Une chanson pour dire adieu à ses origines, son pays, ce et ceux qu’il aime. La voix qui surfe sur des arrangements simples et efficaces et là aussi, l’envolée finale sous des chœurs légers. On pense à l’album « Nebraska » de Springsteen, aux premiers Dylan, son idole. Mais n’allez pas croire que J.S. Ondara est un clone, sa musique lui appartient et sa voix plaintive fait la différence. La même force, la fragilité authentique d’un artiste qui l’a décomplexé : Jeff Buckley

J.S. Ondara le « Self made man »

J.S. Ondara a grandi à Nairobi, une enfance sans moyens et sans histoire. S’il est aujourd’hui chanteur et musicien, il le doit à la radio qui a aiguisé son sens tranchant de la mélodie. Il passe alors ses journées à chanter et à écrire. Adolescent, il s’éprend du rock, se trouvant un Nirvana, un Oasis, Radiohead en tête. Plus tard le griot s’enrichit de la musique folk pour s’installer en 2013 à Minneapolis où il peut enfin s’acheter une guitare, sur les traces du Dieu local : Prince. A 20 ans, le hasard a voulu qu’il décroche sa Greencard pour devenir résident américain et vivre son rêve de kid à Minneapolis.

Du rock au folk… du folk au rock

«Ma découverte du folk a été accidentelle, tout comme mon arrivée aux États-Unis. Cette série d’événements me semble être une conspiration de l’univers pour me mener quelque part, je ne sais pas où encore!» C’est ainsi qu’il se confie au journal Metro.

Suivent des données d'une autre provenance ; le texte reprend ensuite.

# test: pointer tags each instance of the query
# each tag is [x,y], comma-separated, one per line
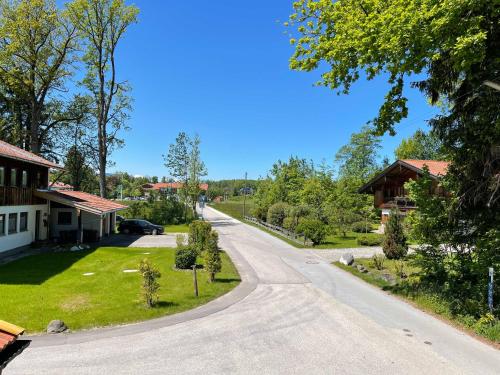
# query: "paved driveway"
[293,314]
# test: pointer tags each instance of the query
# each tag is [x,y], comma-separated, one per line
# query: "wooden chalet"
[388,187]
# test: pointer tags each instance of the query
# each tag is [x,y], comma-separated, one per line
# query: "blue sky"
[220,69]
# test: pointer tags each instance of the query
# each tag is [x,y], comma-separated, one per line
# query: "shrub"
[290,224]
[361,227]
[212,259]
[150,286]
[378,261]
[312,229]
[369,240]
[199,232]
[185,258]
[277,213]
[394,244]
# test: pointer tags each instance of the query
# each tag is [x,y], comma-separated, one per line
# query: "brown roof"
[170,185]
[84,201]
[436,168]
[12,152]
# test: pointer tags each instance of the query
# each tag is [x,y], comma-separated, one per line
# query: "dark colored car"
[133,226]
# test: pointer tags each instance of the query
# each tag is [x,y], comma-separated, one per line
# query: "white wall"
[89,221]
[14,240]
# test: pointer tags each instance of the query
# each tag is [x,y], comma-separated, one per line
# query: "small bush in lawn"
[369,240]
[399,266]
[212,259]
[378,261]
[150,285]
[185,258]
[394,244]
[360,227]
[312,229]
[199,232]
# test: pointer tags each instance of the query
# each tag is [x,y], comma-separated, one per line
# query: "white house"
[31,212]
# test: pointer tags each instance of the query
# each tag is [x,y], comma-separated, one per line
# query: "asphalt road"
[293,314]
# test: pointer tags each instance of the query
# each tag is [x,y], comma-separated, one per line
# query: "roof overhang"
[366,188]
[59,198]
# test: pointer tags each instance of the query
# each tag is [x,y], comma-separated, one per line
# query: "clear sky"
[220,69]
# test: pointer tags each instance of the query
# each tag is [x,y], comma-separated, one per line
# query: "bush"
[199,232]
[394,244]
[369,240]
[378,261]
[361,227]
[185,258]
[212,259]
[150,285]
[277,213]
[312,229]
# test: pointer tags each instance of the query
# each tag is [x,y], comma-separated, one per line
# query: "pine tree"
[394,245]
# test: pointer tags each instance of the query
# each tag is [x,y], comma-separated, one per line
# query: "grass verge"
[37,289]
[411,290]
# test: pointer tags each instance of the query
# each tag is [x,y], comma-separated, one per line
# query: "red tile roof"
[171,185]
[60,186]
[12,152]
[436,168]
[84,201]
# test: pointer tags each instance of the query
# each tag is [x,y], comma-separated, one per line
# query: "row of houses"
[32,211]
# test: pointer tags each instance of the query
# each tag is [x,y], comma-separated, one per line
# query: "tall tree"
[358,159]
[102,24]
[37,45]
[178,161]
[197,170]
[452,44]
[421,145]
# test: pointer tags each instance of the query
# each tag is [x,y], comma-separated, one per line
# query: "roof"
[170,185]
[60,186]
[83,201]
[436,169]
[12,152]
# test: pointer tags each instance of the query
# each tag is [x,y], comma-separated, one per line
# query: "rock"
[347,259]
[56,326]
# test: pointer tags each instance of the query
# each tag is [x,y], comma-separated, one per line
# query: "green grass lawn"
[410,289]
[176,228]
[37,289]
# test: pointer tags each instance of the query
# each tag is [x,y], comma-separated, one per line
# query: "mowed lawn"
[37,289]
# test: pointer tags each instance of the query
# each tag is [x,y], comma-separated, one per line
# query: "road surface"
[293,314]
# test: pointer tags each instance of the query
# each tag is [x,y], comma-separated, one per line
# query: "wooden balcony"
[17,196]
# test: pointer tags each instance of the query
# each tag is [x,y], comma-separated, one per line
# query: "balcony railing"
[16,196]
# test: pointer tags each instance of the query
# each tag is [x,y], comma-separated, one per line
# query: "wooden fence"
[292,236]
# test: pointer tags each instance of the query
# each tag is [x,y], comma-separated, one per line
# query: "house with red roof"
[32,211]
[388,187]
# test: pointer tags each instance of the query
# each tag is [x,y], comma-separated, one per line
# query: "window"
[2,225]
[12,223]
[13,177]
[23,222]
[25,179]
[64,218]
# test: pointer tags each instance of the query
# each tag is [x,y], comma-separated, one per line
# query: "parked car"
[129,226]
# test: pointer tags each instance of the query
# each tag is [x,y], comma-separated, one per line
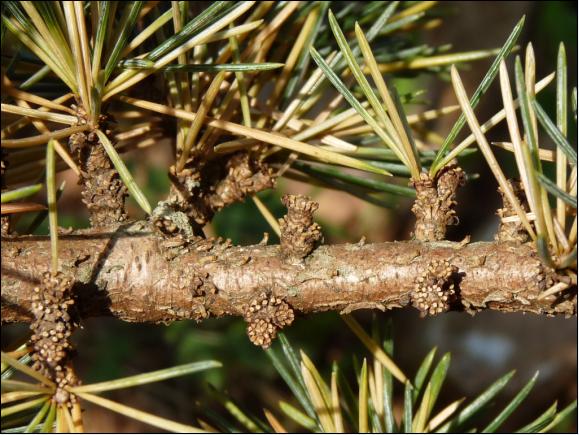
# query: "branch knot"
[299,233]
[266,315]
[434,289]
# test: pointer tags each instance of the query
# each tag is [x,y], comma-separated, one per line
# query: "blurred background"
[483,347]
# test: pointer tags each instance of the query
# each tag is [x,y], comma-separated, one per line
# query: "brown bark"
[131,274]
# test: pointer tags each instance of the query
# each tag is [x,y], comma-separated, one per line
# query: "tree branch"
[132,273]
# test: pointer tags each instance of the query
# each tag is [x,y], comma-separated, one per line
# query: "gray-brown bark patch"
[434,204]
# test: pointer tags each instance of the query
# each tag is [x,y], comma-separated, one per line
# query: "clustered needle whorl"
[53,325]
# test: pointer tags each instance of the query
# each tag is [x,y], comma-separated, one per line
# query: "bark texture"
[434,205]
[132,273]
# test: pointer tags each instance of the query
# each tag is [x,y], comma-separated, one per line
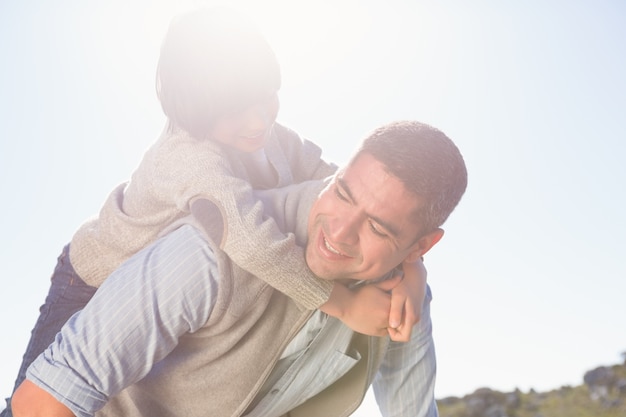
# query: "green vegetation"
[602,395]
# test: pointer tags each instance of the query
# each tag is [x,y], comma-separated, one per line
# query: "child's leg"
[68,293]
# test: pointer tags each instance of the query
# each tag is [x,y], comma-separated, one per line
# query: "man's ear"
[424,244]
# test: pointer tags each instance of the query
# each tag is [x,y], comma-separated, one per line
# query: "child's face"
[249,129]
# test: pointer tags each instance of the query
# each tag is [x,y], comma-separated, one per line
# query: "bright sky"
[529,280]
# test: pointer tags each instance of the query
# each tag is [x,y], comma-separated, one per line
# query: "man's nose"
[344,228]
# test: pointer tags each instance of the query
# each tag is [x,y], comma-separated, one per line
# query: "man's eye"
[340,194]
[375,229]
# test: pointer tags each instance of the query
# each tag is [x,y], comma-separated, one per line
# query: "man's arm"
[31,401]
[405,383]
[133,321]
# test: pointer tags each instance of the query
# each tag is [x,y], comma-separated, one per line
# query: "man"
[179,330]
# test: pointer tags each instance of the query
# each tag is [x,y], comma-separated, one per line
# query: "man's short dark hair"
[426,161]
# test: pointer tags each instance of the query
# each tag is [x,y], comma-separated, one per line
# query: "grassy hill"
[603,394]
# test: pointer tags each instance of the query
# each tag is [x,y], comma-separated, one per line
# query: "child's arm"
[407,300]
[303,156]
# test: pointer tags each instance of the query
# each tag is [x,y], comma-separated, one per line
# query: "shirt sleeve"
[405,383]
[134,320]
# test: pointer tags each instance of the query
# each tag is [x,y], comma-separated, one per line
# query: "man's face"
[362,225]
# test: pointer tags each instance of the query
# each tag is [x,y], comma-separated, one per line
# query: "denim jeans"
[68,294]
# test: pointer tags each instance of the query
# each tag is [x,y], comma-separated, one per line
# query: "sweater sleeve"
[251,240]
[304,156]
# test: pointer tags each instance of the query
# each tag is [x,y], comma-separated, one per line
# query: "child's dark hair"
[213,62]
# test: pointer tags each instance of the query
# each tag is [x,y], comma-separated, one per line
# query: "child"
[217,81]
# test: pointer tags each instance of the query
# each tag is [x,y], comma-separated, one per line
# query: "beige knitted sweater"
[179,169]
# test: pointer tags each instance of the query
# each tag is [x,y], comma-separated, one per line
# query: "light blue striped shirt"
[167,290]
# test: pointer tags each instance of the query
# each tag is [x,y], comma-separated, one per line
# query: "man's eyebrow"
[386,225]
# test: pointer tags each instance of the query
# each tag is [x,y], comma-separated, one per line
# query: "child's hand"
[364,310]
[407,299]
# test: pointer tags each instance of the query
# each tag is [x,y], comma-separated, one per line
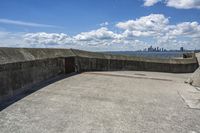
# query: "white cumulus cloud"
[183,4]
[179,4]
[150,2]
[154,29]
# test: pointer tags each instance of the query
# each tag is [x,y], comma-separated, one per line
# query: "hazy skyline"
[100,24]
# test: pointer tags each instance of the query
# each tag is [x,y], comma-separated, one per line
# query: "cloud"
[154,29]
[183,4]
[104,24]
[99,34]
[150,25]
[179,4]
[22,23]
[48,39]
[150,2]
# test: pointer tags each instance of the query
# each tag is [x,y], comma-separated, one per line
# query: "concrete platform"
[106,102]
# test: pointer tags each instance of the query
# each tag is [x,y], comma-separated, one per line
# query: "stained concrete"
[110,102]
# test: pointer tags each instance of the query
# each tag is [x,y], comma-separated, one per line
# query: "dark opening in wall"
[69,65]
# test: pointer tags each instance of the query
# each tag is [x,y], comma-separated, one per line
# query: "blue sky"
[100,24]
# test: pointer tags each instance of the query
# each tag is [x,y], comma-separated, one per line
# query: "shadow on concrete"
[33,89]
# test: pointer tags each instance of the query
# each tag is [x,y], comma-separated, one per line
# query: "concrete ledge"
[23,67]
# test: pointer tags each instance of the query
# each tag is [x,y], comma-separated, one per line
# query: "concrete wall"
[16,77]
[89,61]
[21,68]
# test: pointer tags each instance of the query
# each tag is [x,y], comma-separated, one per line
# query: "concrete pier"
[107,102]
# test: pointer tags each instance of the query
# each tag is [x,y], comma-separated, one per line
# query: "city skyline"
[114,25]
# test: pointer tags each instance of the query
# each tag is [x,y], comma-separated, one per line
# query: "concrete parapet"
[24,67]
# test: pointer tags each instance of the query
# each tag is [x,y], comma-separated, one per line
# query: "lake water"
[165,55]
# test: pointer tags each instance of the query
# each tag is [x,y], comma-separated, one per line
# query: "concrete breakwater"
[21,68]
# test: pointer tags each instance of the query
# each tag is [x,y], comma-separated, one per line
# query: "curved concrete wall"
[195,78]
[21,68]
[90,61]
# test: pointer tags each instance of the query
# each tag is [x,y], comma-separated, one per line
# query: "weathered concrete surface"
[24,67]
[198,57]
[132,102]
[195,78]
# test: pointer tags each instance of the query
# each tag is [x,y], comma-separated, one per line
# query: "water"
[165,55]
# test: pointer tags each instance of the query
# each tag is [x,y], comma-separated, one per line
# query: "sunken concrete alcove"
[21,68]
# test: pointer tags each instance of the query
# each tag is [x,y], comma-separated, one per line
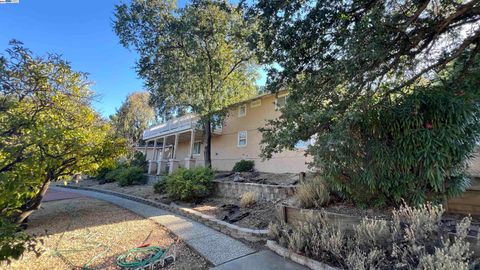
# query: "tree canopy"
[133,117]
[350,65]
[196,59]
[48,132]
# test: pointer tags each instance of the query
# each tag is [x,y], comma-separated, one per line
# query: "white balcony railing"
[175,125]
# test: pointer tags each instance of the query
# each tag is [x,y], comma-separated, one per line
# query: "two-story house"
[178,142]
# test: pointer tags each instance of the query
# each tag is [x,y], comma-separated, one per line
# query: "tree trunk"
[32,205]
[207,141]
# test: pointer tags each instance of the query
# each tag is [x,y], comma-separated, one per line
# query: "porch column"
[190,161]
[163,147]
[174,162]
[175,147]
[162,163]
[192,141]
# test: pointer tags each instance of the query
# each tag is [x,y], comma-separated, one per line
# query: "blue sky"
[81,31]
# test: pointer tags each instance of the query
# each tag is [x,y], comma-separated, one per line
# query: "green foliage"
[196,58]
[244,166]
[130,176]
[190,184]
[13,243]
[389,118]
[114,174]
[139,160]
[133,117]
[48,131]
[160,187]
[102,173]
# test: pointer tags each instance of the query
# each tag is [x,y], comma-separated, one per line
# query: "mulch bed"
[256,217]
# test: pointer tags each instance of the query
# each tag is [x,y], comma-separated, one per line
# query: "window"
[256,103]
[242,110]
[242,139]
[196,148]
[281,101]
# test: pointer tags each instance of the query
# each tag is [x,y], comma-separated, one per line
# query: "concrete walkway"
[223,251]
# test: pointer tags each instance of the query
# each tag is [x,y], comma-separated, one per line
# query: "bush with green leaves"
[190,184]
[138,159]
[131,176]
[244,166]
[413,239]
[160,186]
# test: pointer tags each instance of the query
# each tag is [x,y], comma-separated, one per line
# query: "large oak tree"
[48,132]
[195,59]
[349,64]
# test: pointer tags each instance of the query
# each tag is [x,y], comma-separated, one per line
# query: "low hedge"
[190,184]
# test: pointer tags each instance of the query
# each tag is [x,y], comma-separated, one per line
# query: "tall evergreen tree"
[349,62]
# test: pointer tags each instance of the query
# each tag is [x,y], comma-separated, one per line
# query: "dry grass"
[313,193]
[86,230]
[248,199]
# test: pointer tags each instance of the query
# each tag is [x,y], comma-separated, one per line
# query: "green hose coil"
[140,257]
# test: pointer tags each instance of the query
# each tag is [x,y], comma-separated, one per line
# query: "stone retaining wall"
[265,192]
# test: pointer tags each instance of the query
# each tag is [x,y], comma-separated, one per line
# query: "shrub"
[412,239]
[102,173]
[244,166]
[130,176]
[189,184]
[160,186]
[248,199]
[412,149]
[114,175]
[313,193]
[139,160]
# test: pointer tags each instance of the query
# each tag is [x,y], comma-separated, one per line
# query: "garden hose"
[140,257]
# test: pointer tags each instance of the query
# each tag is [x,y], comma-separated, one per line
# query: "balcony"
[175,125]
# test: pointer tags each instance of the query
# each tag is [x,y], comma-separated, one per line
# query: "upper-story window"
[242,110]
[281,101]
[242,139]
[256,103]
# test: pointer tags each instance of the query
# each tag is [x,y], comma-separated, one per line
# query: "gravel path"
[216,247]
[84,232]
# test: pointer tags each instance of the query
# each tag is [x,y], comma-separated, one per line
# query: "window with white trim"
[242,110]
[242,139]
[196,148]
[280,103]
[256,103]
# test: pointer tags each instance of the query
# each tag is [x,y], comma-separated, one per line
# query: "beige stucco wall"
[225,149]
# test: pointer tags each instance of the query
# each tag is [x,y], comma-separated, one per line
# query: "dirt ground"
[84,232]
[259,178]
[260,214]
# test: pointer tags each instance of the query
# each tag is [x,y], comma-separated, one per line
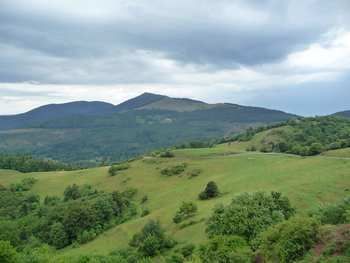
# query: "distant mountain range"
[88,132]
[343,114]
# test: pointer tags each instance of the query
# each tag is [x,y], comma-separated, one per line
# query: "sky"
[292,55]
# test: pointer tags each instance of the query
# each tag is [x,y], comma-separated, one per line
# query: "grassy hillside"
[89,133]
[305,137]
[307,181]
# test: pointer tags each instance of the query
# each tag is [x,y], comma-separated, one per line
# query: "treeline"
[254,227]
[27,164]
[82,214]
[305,136]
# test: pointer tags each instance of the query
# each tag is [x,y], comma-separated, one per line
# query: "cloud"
[212,50]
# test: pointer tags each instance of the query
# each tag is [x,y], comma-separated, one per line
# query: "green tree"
[226,249]
[8,253]
[58,236]
[289,240]
[210,191]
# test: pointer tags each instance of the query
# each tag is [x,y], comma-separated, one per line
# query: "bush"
[174,170]
[8,254]
[335,213]
[288,241]
[223,249]
[145,212]
[167,154]
[195,173]
[151,240]
[249,214]
[187,210]
[114,169]
[210,191]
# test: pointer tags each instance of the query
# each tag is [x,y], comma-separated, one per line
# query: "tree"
[225,249]
[151,240]
[288,241]
[72,193]
[210,191]
[58,236]
[8,254]
[187,210]
[248,215]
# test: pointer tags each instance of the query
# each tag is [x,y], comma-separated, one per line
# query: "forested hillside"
[304,136]
[87,134]
[217,204]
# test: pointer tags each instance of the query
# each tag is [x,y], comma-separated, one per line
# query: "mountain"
[89,132]
[343,114]
[55,111]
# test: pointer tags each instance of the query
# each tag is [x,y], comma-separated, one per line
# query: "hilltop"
[308,183]
[89,133]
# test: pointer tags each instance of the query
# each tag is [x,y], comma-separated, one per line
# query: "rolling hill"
[90,132]
[308,182]
[343,114]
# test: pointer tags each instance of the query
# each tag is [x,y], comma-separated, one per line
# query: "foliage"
[81,216]
[174,170]
[25,185]
[151,240]
[114,169]
[288,241]
[226,249]
[8,254]
[27,164]
[338,213]
[304,136]
[210,191]
[249,214]
[167,154]
[186,210]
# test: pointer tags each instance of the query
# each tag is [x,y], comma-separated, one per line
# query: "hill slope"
[308,182]
[87,133]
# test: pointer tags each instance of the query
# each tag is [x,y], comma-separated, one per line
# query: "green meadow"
[307,181]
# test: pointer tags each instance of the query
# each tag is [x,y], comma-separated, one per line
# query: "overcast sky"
[290,55]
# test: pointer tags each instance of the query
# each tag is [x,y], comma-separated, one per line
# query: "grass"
[342,153]
[308,182]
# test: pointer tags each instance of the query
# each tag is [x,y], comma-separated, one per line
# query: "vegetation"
[289,240]
[186,210]
[210,191]
[27,164]
[174,170]
[306,137]
[249,214]
[307,182]
[114,169]
[151,240]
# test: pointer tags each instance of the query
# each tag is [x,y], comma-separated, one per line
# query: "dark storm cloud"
[64,44]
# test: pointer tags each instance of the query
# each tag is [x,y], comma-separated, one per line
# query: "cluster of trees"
[78,217]
[306,136]
[115,168]
[27,164]
[174,170]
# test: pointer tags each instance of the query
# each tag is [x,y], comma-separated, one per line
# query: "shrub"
[8,254]
[223,249]
[288,241]
[174,170]
[249,214]
[335,213]
[145,212]
[144,199]
[195,173]
[167,154]
[210,191]
[187,210]
[114,169]
[151,240]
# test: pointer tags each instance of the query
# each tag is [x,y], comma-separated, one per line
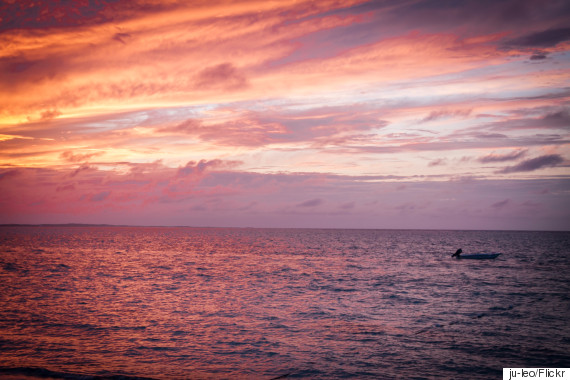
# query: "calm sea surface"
[179,303]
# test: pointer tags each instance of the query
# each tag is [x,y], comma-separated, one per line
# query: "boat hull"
[480,256]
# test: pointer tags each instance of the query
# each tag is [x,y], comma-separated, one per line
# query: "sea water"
[209,303]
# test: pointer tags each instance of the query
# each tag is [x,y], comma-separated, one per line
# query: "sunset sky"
[349,114]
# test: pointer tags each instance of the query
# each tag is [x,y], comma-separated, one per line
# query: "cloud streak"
[536,163]
[230,111]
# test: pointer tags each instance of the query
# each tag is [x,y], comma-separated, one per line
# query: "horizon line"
[251,227]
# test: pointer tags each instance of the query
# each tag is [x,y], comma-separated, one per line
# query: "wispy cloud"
[220,110]
[536,163]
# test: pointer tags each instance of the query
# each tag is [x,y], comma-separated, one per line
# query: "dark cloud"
[9,173]
[502,157]
[501,204]
[311,203]
[100,196]
[49,114]
[538,56]
[121,37]
[535,164]
[544,39]
[42,14]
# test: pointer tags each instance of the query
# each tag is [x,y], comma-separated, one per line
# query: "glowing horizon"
[287,113]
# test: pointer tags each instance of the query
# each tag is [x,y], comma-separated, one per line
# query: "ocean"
[221,303]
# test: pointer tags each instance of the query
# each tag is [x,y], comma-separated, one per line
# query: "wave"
[44,373]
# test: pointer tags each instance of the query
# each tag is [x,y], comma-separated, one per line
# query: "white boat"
[475,256]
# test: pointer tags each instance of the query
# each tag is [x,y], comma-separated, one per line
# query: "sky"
[328,114]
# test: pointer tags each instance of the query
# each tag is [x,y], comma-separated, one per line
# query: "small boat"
[475,256]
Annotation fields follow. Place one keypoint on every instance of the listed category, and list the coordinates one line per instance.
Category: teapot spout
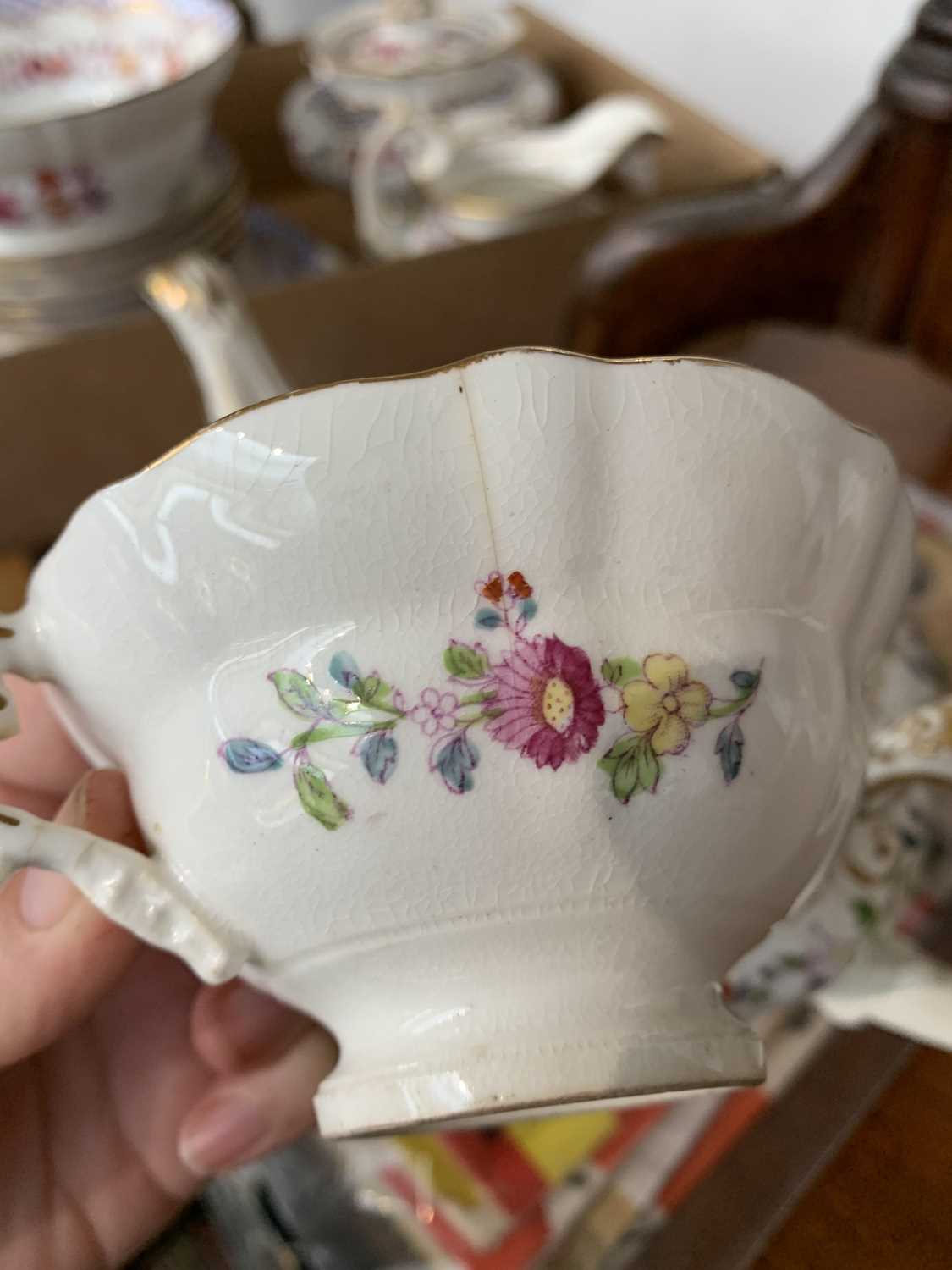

Les morceaux parlent tous un peu de ce parcours de migrant parti de rien pour arriver dans la grande Amérique. Ils racontent tous une histoire de manière poétique comme ses ancêtres griots. Une osmose parfaite entre le propos et le style de musique. « J’adore les histoires et les poèmes. Je ne savais pas vraiment comment marier ça avec la musique jusqu’à ce que je découvre le folk ». C’est par hasard aussi qu’il découvre que « Knockin’ on Heaven’s Door » n’est pas un titre des Guns N’ Roses mais de Bob Dylan.

Aujourd’hui J.S. Ondara est dans ses cordes avec le folk mais il n’exclut pas de les rendre électriques pour revenir au rock. Quand on écoute « Smells Like Teen Spirit » de Nirvana, ça sonne comme une évidence. Une interprétation folk mais dans un esprit rock.


Il est temps de mettre dans le casque ce grand artiste aux multiples facettes qui fait penser à d’illustres prédécesseurs que sont Bob Dylan, Jeff Buckley, Nirvana, Springsteen…

J’écoute beaucoup de musique et ce n’est pas tous les jours que je suis surpris. J’espère que vous le serez tout autant.